Malware Targeting Energy Companies
Security researchers have discovered a new malware threat that goes to great lengths to remain undetected while targeting energy companies.
The malware program, which researchers from security firm SentinelOne have dubbed Furtim’s Parent, is a so-called dropper -- a program designed to download and install additional malware components and tools. The researchers believe it was released in May and was created by state-sponsored attackers.
The goal of droppers is to prepare the field for the installation of other malware components that can perform specialized tasks. Their priority is to remain undetected, gain privileged access, and disable existing protections. These are all tasks that Furtim’s Parent does well.
When it's first executed on a system, the malware tests the environment for virtual machines, sandboxes, antivirus programs, firewalls, tools used by malware analysts, and even biometrics software.
The tests are extensive. They involve checking against blacklists of CPU IDs, hostnames, file names, DLL libraries, directories, CPU core info, kernel drivers, running processes, hard disk vendor information, network cards, MAC addresses, and BIOS information -- artifacts left by known virtualization and security applications.
In some cases, if such software is detected the malware will terminate itself. In others, it will continue to run, but will limit its functionality and in the case of antivirus programs, it will try to disable them.
The depth and complexity of these tests suggest that the malware's creators have a good understanding of Windows and security products. This led researchers to believe Furtim's Parent is the work of multiple developers with high-level skills and access to considerable resources.
The malware doesn't install itself a regular file on disk, but as an NTFS alternative data stream (ADS). It starts early in the computer boot-up process and calls low-level undocumented Windows APIs in order to bypass the behavioral detection routines used by security products.
"The use of indirect subroutine calls make manual static analysis nearly impossible, and manual dynamic analysis painful and slow," the SentinelOne researchers said in a blog post recently. "The author took special care to keep this sample undetected for as long as possible."

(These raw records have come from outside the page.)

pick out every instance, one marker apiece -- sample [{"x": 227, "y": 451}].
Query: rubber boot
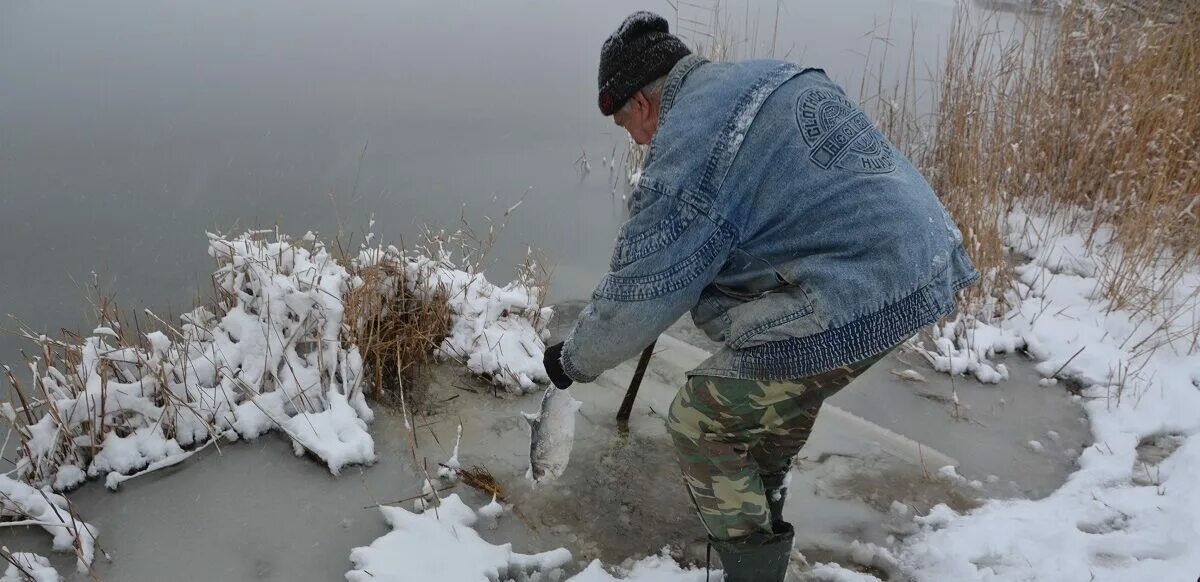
[
  {"x": 777, "y": 493},
  {"x": 756, "y": 557}
]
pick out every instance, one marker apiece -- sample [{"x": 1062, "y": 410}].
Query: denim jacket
[{"x": 773, "y": 209}]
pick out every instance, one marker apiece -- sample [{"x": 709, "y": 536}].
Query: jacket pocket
[
  {"x": 774, "y": 317},
  {"x": 652, "y": 229}
]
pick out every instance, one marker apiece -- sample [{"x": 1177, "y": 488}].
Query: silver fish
[{"x": 551, "y": 435}]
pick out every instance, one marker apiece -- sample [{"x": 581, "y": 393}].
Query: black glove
[{"x": 553, "y": 363}]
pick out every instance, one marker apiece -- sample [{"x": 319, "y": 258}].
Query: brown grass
[
  {"x": 395, "y": 330},
  {"x": 1091, "y": 117}
]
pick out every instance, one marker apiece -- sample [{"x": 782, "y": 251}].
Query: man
[{"x": 774, "y": 210}]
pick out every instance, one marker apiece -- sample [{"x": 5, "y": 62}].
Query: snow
[
  {"x": 497, "y": 331},
  {"x": 651, "y": 569},
  {"x": 53, "y": 514},
  {"x": 337, "y": 435},
  {"x": 1140, "y": 375},
  {"x": 833, "y": 573},
  {"x": 443, "y": 545},
  {"x": 29, "y": 568},
  {"x": 267, "y": 355},
  {"x": 270, "y": 358}
]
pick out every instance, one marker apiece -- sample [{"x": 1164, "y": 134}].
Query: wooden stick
[{"x": 627, "y": 406}]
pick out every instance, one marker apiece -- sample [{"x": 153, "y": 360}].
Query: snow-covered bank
[
  {"x": 270, "y": 353},
  {"x": 441, "y": 544},
  {"x": 1132, "y": 511}
]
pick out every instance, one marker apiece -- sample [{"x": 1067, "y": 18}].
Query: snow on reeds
[
  {"x": 293, "y": 342},
  {"x": 1090, "y": 118}
]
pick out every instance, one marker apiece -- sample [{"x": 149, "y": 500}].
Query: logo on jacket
[{"x": 840, "y": 133}]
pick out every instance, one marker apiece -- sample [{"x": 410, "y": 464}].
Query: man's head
[{"x": 634, "y": 64}]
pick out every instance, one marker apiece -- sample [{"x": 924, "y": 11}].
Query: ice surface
[
  {"x": 29, "y": 568},
  {"x": 1104, "y": 523},
  {"x": 651, "y": 569}
]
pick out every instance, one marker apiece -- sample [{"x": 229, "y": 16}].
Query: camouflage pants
[{"x": 731, "y": 433}]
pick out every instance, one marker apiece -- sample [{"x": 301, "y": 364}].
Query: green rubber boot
[{"x": 756, "y": 557}]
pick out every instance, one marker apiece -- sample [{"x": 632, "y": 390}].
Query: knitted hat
[{"x": 641, "y": 51}]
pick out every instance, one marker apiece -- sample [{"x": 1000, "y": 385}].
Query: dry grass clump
[
  {"x": 395, "y": 329},
  {"x": 1090, "y": 117},
  {"x": 481, "y": 479}
]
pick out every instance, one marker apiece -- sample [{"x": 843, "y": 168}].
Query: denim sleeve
[{"x": 666, "y": 253}]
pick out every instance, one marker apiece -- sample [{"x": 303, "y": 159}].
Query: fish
[{"x": 551, "y": 435}]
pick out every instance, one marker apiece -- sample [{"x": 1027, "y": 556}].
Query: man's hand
[{"x": 553, "y": 363}]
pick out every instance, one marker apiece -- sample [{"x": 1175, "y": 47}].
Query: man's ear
[{"x": 642, "y": 103}]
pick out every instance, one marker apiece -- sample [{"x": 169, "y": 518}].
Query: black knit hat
[{"x": 642, "y": 49}]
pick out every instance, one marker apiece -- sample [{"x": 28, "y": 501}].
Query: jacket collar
[{"x": 675, "y": 81}]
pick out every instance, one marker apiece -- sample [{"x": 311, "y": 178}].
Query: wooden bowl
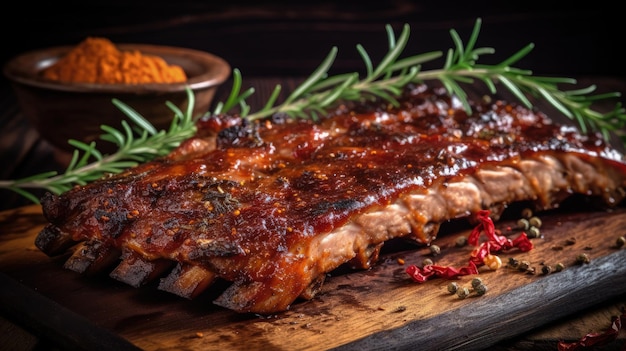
[{"x": 61, "y": 111}]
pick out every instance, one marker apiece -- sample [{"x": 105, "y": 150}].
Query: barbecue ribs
[{"x": 271, "y": 206}]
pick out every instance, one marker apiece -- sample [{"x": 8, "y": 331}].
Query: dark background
[{"x": 292, "y": 38}]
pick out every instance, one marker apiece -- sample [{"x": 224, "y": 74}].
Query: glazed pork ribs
[{"x": 269, "y": 207}]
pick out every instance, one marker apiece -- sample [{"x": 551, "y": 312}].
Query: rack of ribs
[{"x": 270, "y": 207}]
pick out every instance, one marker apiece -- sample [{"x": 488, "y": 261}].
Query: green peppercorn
[
  {"x": 480, "y": 289},
  {"x": 583, "y": 258},
  {"x": 523, "y": 224},
  {"x": 461, "y": 241},
  {"x": 435, "y": 250},
  {"x": 533, "y": 232},
  {"x": 463, "y": 292},
  {"x": 535, "y": 222},
  {"x": 559, "y": 267}
]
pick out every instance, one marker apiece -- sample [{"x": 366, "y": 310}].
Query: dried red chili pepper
[
  {"x": 495, "y": 243},
  {"x": 596, "y": 339},
  {"x": 420, "y": 275}
]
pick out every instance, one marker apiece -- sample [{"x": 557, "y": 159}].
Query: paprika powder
[{"x": 98, "y": 60}]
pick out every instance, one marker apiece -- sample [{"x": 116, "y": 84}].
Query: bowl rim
[{"x": 19, "y": 69}]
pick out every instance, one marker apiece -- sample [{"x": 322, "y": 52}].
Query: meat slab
[{"x": 269, "y": 207}]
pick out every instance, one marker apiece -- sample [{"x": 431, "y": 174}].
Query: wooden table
[{"x": 541, "y": 326}]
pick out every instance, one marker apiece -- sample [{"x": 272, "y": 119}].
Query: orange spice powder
[{"x": 98, "y": 60}]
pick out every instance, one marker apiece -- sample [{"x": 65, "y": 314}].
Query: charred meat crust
[{"x": 272, "y": 206}]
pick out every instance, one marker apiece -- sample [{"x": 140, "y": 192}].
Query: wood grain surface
[{"x": 376, "y": 309}]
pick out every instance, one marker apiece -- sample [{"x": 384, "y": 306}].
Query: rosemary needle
[{"x": 320, "y": 92}]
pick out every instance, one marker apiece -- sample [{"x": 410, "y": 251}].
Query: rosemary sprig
[
  {"x": 321, "y": 91},
  {"x": 136, "y": 144}
]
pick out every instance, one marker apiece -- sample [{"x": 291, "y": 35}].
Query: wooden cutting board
[{"x": 380, "y": 308}]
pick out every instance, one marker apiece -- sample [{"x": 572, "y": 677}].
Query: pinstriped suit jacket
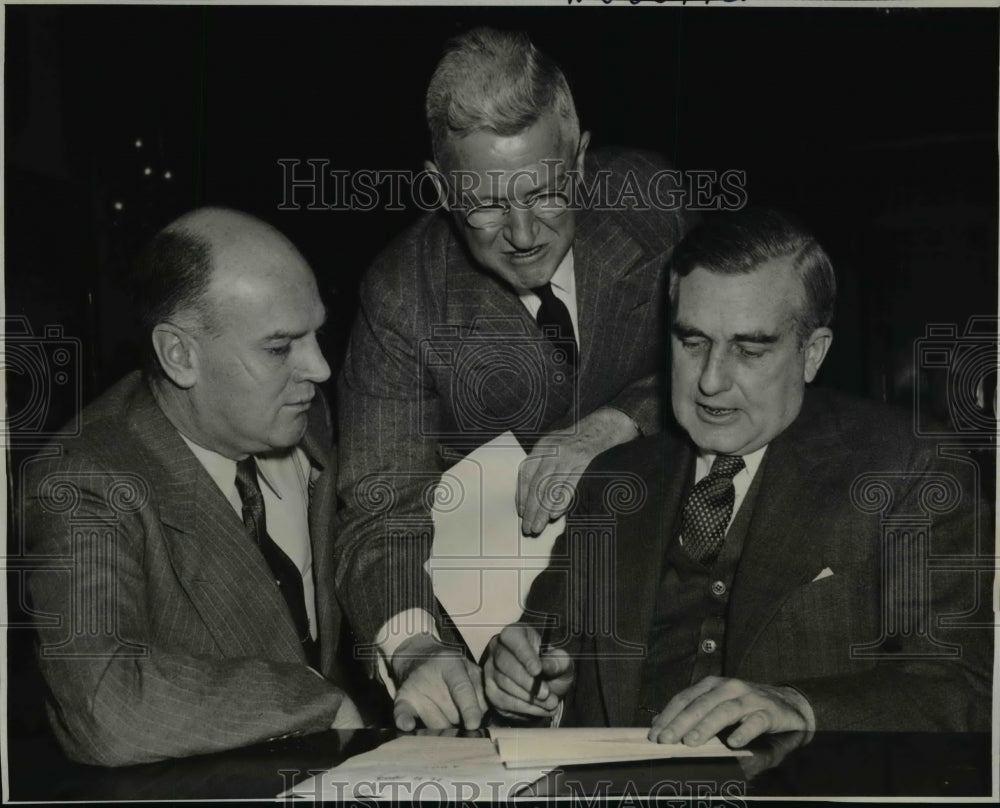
[
  {"x": 783, "y": 625},
  {"x": 443, "y": 355},
  {"x": 161, "y": 631}
]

The malware uses two Windows privilege escalation exploits, one patched by Microsoft in 2014 and one in 2015, as well as a known user account control (UAC) bypass technique to obtain administrator privileges. If this access is obtained, it adds the current user to the Administrators group to avoid running under a different account and raising suspicion.
Once it's installed, the malware silently disables the protection layers of several antivirus products and hijacks the system's DNS settings to prevent access to specific antivirus update servers. This ensures that the ground is set for the download and execution of its payloads.
One payload observed by the SentinelOne researchers was used to gather information from infected systems and to send it back to a command-and-control server. This was most likely a reconnaissance tool, but the dropper could also be used to download components designed to extract sensitive data or to perform destructive actions.
Energy production and distribution companies are an attractive target for state-sponsored cyber-attackers because their systems can potentially be used to cause physical damage. This is what happened in December in Ukraine, when hackers used malware to break into utilities and cause large-scale blackouts.